Despite the presence of Sunn O)))’s Steven O’Malley, Æthenor is a metal-free endeavor. That’s not all that Æthenor isn’t; despite being totally improvised, the quartet’s output doesn’t square with conventional notions of improvised music. The only other combo out there that extemporizes like Æthenor is Supersilent. Both groups generate big, cloudy masses of sound that don’t fit easily into any genre, and both would be lost without their electronic effect, which make familiar instruments like the electric guitar or Fender Rhodes piano into emitters of amorphous atmosphere.
One factor that distinguishes Æthenor, which also includes Krystoffer Rygg (Ulver), Daniel O’Sullivan (Guapo), and Steve Noble (NEW, Rip Rig & Panic) is the willingness to let the music be distant. While there are moments where En Form for Blå (named for the Oslo club where it was recorded) rolls right over you like a rogue wave, more often it sounds like the main action was situated a couple rooms away from the microphones. Keys trill and the bass swells, but you can’t quite grasp what they’re doing.

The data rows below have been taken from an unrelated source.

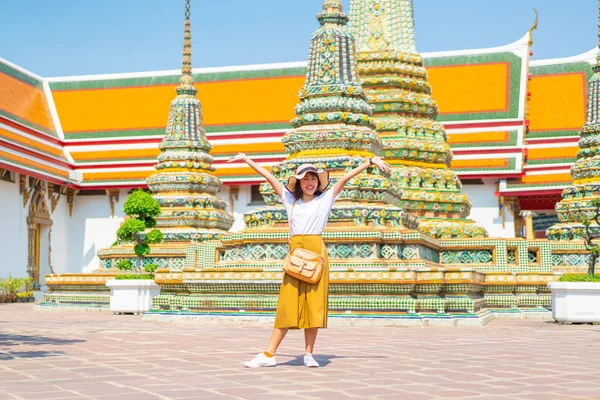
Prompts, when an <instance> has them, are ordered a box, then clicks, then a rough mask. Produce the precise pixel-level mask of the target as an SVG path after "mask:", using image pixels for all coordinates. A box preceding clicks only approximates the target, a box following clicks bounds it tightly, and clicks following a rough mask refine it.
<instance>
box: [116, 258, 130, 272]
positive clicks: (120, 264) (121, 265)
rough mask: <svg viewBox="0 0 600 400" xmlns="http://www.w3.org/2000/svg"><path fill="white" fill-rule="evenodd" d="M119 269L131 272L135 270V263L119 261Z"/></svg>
mask: <svg viewBox="0 0 600 400" xmlns="http://www.w3.org/2000/svg"><path fill="white" fill-rule="evenodd" d="M117 268H118V269H119V270H121V271H131V270H132V269H133V263H132V262H131V261H129V260H119V262H118V263H117Z"/></svg>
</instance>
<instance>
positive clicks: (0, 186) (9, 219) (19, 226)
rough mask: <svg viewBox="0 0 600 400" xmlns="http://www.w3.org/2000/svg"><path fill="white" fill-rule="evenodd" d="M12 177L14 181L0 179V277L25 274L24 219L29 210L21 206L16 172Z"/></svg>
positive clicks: (25, 217) (21, 201)
mask: <svg viewBox="0 0 600 400" xmlns="http://www.w3.org/2000/svg"><path fill="white" fill-rule="evenodd" d="M14 178H15V182H14V183H12V182H5V181H0V209H1V210H2V217H0V221H2V224H1V229H0V254H1V257H2V260H1V261H0V278H6V277H8V276H9V275H12V276H13V277H19V278H24V277H26V276H27V221H26V219H27V214H28V212H29V210H28V205H27V206H26V207H23V197H22V196H21V195H20V194H19V184H18V182H19V176H18V174H16V173H15V174H14Z"/></svg>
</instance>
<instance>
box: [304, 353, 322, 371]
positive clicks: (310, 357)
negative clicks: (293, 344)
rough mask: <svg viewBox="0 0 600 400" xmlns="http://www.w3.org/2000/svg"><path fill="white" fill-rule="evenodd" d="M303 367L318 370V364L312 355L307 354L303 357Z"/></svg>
mask: <svg viewBox="0 0 600 400" xmlns="http://www.w3.org/2000/svg"><path fill="white" fill-rule="evenodd" d="M304 366H305V367H316V368H318V367H319V363H318V362H317V360H315V359H314V358H313V356H312V354H310V353H308V354H305V355H304Z"/></svg>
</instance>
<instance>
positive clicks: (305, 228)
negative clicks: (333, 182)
mask: <svg viewBox="0 0 600 400" xmlns="http://www.w3.org/2000/svg"><path fill="white" fill-rule="evenodd" d="M335 200H336V199H335V198H334V197H333V189H329V190H328V191H326V192H325V193H323V194H321V195H320V196H319V197H315V198H314V199H312V200H311V201H309V202H308V203H303V202H302V200H296V205H295V206H294V212H293V215H292V220H290V212H291V210H292V204H294V195H293V194H291V193H290V191H289V190H287V189H285V188H284V189H283V197H280V198H279V201H281V203H282V204H283V205H284V207H285V209H286V211H287V213H288V223H289V224H290V235H291V236H294V235H320V234H322V233H323V230H324V229H325V225H326V224H327V218H328V217H329V212H330V211H331V207H333V202H334V201H335Z"/></svg>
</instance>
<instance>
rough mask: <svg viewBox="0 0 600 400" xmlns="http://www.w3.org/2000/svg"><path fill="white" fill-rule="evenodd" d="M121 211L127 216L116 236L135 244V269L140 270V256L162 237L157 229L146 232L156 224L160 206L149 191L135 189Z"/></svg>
mask: <svg viewBox="0 0 600 400" xmlns="http://www.w3.org/2000/svg"><path fill="white" fill-rule="evenodd" d="M123 211H125V214H127V216H128V217H129V218H128V219H127V220H126V221H125V222H124V223H123V225H121V227H120V228H119V229H118V230H117V237H118V238H119V240H120V241H122V242H133V243H134V244H135V246H134V248H133V251H134V253H135V255H136V256H137V260H136V268H135V269H136V271H137V272H141V265H142V258H143V257H145V256H146V255H147V254H148V253H150V250H151V249H150V245H151V244H156V243H160V242H162V241H163V239H164V236H163V234H162V232H161V231H160V230H158V229H153V230H151V231H150V232H146V231H147V230H148V229H151V228H153V227H155V226H156V219H155V217H157V216H158V215H160V206H159V205H158V202H157V201H156V200H155V199H154V198H153V197H152V196H151V195H150V194H149V193H147V192H145V191H143V190H135V191H133V192H132V193H131V194H130V195H129V197H128V198H127V200H125V203H124V204H123ZM119 269H121V268H119Z"/></svg>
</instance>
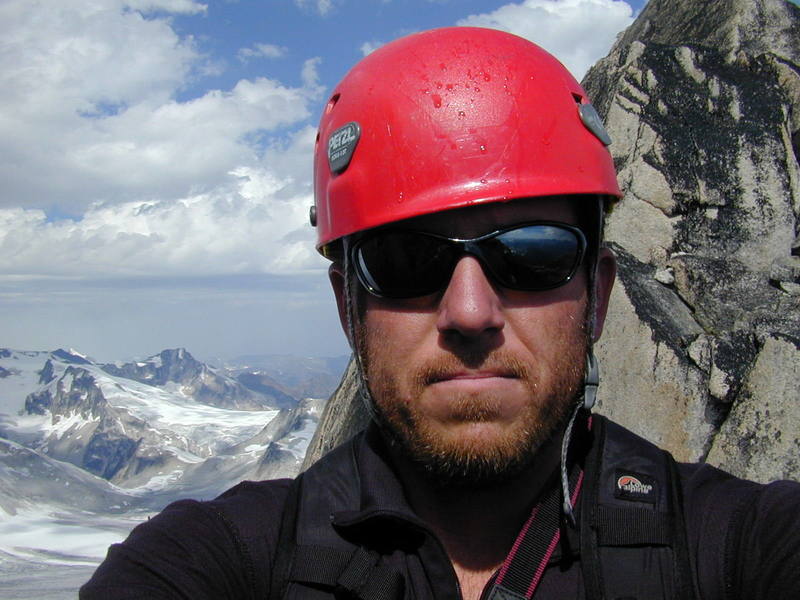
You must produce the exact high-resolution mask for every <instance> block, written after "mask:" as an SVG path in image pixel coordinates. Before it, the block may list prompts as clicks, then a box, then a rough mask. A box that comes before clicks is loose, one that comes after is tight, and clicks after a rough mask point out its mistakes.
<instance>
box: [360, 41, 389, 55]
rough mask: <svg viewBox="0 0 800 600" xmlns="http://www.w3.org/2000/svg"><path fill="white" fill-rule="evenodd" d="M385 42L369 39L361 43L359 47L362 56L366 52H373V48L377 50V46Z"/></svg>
mask: <svg viewBox="0 0 800 600" xmlns="http://www.w3.org/2000/svg"><path fill="white" fill-rule="evenodd" d="M385 43H386V42H379V41H376V40H372V41H369V42H364V43H363V44H361V48H360V50H361V54H362V55H363V56H366V55H367V54H371V53H373V52H375V50H377V49H378V48H380V47H381V46H383V45H384V44H385Z"/></svg>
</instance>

By contrast, Noble’s percussion is fully present. He’s a seasoned free improviser and it shows; each cymbal strike and hi-hat chop is like a flashbulb going off, freezing the moment with stark clarity. He’s a welcome contrary influence, but he’s also the one player who proposes content of a recognizable genre. The others work around the periphery of his playing, or carry right on past it, like shamans casting spells in little-known tongues despite the attendant anthropologist who stands nearby, eruditely articulating a context for what they do. He may be totally right in everything he says, but the power’s still in the mystery.